Inspiré hondo y solté el aire despacio.

– Está bien. Explícamelo.

– Tendrás que extendértelo deprisa -dijo-. Solo tendrás unos diez segundos para extendértelo bien por las manos y los brazos. -Se señaló la parte media del antebrazo-. No se marchará solo, pero perderás un poco si te rozas demasiado las manos. No te toques la cara. No te restriegues los ojos. No te hurgues la nariz. No te muerdas las uñas. Es un poco venenoso.

– ¿Un poco? -pregunté.

Sim me ignoró y me mostró el dedo con el que había tocado el cazo de hierro caliente.

– No es como los guantes blindados. En cuanto se expone al calor, empieza a consumirse.

– ¿Olerá? -pregunté-. ¿No desprende nada que pueda detectarse?

– No. Técnicamente no arde. Solo se descompone.

– Y ¿en qué se convierte?

– En cosas -dijo Simmon con irritación-. Se descompone en cosas complicadas que tú no puedes entender porque no sabes nada de alquimia.

– ¿No es peligroso respirarlo? -me corregí.

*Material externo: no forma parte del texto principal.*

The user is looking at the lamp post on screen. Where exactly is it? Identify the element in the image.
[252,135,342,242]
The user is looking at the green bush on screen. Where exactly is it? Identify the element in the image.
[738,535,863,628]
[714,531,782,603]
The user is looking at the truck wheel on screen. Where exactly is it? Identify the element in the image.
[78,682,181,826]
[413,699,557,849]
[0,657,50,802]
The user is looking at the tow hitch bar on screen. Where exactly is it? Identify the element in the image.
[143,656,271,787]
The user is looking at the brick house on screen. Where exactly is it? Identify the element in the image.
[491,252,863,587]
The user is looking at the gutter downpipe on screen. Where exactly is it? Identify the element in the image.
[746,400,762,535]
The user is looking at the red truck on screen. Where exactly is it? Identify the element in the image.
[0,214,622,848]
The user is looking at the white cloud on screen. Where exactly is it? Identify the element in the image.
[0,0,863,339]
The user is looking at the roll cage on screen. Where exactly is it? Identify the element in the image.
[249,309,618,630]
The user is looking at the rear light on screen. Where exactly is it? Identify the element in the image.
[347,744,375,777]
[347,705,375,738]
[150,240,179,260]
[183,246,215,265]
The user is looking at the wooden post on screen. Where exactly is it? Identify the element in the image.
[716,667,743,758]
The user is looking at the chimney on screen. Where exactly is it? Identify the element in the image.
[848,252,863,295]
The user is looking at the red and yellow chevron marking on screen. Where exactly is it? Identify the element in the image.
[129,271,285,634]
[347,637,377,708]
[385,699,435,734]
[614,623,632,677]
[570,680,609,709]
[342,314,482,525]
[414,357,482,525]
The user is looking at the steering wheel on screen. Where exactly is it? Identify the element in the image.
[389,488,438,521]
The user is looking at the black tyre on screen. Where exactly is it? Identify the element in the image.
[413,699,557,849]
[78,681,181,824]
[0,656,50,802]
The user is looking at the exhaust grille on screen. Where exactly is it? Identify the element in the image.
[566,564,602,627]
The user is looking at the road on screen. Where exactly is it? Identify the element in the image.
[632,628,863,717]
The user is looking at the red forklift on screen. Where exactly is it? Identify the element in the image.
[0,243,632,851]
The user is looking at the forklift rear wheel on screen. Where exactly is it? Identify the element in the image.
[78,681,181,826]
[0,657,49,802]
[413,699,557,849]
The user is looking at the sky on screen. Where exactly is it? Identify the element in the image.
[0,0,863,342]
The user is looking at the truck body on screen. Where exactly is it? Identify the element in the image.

– No. Si lo fuera, no te lo daría. Es una fórmula muy antigua. Está probada y comprobada. Pues bien, como no transmite el calor, tus manos pasarán de no notar calor alguno a presionar contra algo que está al rojo. -Me miró con énfasis-. Te aconsejo que dejes de tocar objetos calientes antes de que se haya consumido.

– ¿Cómo sabré cuándo está a punto de consumirse?

– No lo sabrás -dijo Sim-. Por eso te aconsejo que utilices algo que no sean las manos desnudas.

– Maravilloso.

– Si se mezcla con alcohol se vuelve un ácido. Pero no mucho. Tendrías tiempo de sobra para lavarte. Si se mezcla con un poco de agua, como por ejemplo con sudor, no pasa nada. Pero si se mezcla con mucha agua, pongamos en una proporción de cien a uno, se vuelve inflamable.

– Y si lo mezclo con meados se convierte en delicioso caramelo, ¿verdad? -Me reí-. ¿Has hecho una apuesta con Wilem para ver cuántas tonterías me tragaría? No hay nada que se vuelva inflamable cuando lo mezclas con agua.

Sim me miró con los ojos entrecerrados. Cogió un crisol vacío.

– Muy bien -dijo-. Llena esto.

Sin dejar de sonreír, fui hasta el bote de agua que había en un rincón de la habitación. Era idéntico a los de la Factoría. El agua pura también es importante en artificería, sobre todo cuando mezclas arcillas y enfrías metales que no quieres que se contaminen.

Puse un poco de agua en el crisol y se lo llevé a Sim. Metió la punta del dedo dentro, agitó un poco el agua y la vertió en el cazo de hierro caliente.

Empezaron a salir unas llamas densas y anaranjadas de medio metro de altura que al cabo de un momento parpadearon y se apagaron. Sim dejó el crisol vacío en la mesa y me miró con gravedad.

– Dilo.

Agaché la cabeza.

– No entiendo nada de alquimia.

Sim asintió, satisfecho.

– Muy bien -dijo, y se volvió de nuevo hacia la mesa-. Vamos a repasarlo.

Capítulo 32

Sangre y ceniza

Las hojas secas crujían bajo mis pies mientras cruzaba el bosque que había al norte de la Universidad. La pálida luz de la luna que se filtraba entre las ramas desnudas de los árboles no era suficiente para ver con claridad, pero había recorrido aquel camino varias veces en el último ciclo y me lo sabía de memoria. Olí el humo de leña mucho antes de oír las voces y divisar el resplandor del fuego entre los árboles.

No era exactamente un claro, sino solo un lugar tranquilo, oculto detrás de un afloramiento rocoso. Unas rocas y el tronco de un árbol caído servían de asientos improvisados. Yo mismo había cavado el hoyo para la hoguera unos días atrás. Tenía un palmo de hondo y seis de ancho, y estaba bordeado de piedras. Era un hoyo demasiado grande para la pequeña fogata que ardía en él.

Ya habían llegado todos. Mola y Fela compartían el tronco caído. Wilem estaba sentado encorvado en una roca. Sim, en el suelo con las piernas cruzadas, hurgaba en el fuego con un palo.